The ATF is a federal law-enforcement agency within the Department of Justice that tracks the illegal use and transfer of guns. It is less well-known than the FBI, which also confronts gun violence. The bureau, which has faced controversies over various missteps over the years and steady opposition by the gun industry and some conservative lawmakers, went without a permanent head for seven years before Dettelbach’s bipartisan Senate confirmation in July 2022.
Asked what can be done to reverse the grave mass-shooting trendlines, Dettelbach said the ATF has to get better at identifying the relatively small group of criminals most likely to commit gun violence. And the bureau needs to stop, “or at least slow down,” the flow of firearms to this group.
The ATF runs a center that helps trace guns associated with violent crimes. Congress, though, has prohibited it from maintaining a national gun registry or having searchable online databases, so gun tracing searches must be done by manually, one by one.
Mass shootings in 2023
Beyond the immediate danger posed to individuals and communities, the increasing frequency of mass shootings poses “a real risk” of fostering public acceptance and apathy toward gun violence, said Dettelbach.

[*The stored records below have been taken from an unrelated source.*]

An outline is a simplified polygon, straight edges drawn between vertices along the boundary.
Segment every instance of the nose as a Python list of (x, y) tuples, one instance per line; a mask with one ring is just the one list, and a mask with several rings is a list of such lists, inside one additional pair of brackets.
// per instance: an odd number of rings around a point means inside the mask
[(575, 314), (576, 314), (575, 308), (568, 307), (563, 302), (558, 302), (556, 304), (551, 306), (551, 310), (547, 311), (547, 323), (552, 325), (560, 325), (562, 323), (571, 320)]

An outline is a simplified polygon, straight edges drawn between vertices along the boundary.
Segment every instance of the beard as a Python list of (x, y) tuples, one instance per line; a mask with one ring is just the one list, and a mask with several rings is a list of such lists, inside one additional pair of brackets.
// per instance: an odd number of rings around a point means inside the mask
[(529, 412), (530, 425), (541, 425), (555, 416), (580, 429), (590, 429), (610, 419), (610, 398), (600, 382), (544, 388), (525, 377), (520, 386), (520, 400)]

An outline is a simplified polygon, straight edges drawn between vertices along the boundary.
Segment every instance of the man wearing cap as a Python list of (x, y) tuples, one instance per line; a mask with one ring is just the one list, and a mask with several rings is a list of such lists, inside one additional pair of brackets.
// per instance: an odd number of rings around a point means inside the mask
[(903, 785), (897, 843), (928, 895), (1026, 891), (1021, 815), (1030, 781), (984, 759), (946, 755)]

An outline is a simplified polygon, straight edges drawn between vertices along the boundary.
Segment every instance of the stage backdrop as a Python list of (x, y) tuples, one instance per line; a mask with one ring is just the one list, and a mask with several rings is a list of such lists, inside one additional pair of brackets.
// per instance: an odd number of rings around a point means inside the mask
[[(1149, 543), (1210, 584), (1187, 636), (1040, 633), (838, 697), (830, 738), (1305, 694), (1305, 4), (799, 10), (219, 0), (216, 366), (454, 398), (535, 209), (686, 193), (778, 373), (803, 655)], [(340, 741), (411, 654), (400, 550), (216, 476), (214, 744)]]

“The No. 1 threat to our public safety is the idea of acceptance and apathy, that somehow the American people would come to believe that this is part of who we are, part of our cultural history,” he said. “It is not part of our national story or the founders’ vision that people can’t sit on their porches in neighborhoods all over this country without being afraid of being shot. It is not part of who we are as a people that you can’t go to a kids’ bowling night or to a rock concert or to church or to temple or to a mosque to pray without worrying that you’re going to be a victim.”
Even with broad public support for measures such as background checks, the scope of the gun violence problem in the U.S. is “overwhelming,” driving many who want change to throw up their hands and say, “It’s too much, we can’t deal with it,” Dettelbach said. “That’s a huge problem and we can’t let that be.”
The current record for U.S. mass shootings is 688, set in 2021, according to the Gun Violence Archive, which began tracking data in 2014.
In recent years, legal constraints that once allowed states and cities to restrict gun ownership have been rolled back by the Supreme Court (which in November will hear another major case, U.S. v. Rahimi, on the limits of restrictions on gun ownership) and deeply entrenched political partisanship on both sides of this issue have made it much harder to find enough common ground to get new gun legislation passed.
Even amid those obstacles, Dettelbach said there is some reason for hope. The ATF, the DOJ, many lawmakers, anti-gun violence advocates, and President Biden, who established the first White House Office of Gun Violence Prevention in September, all recognize the urgency of the issue and are committed to getting something done. What also needs to happen, though, is that the majority of Americans who want some action taken to reduce gun violence need to assert themselves and demand that where there is consensus, things move forward.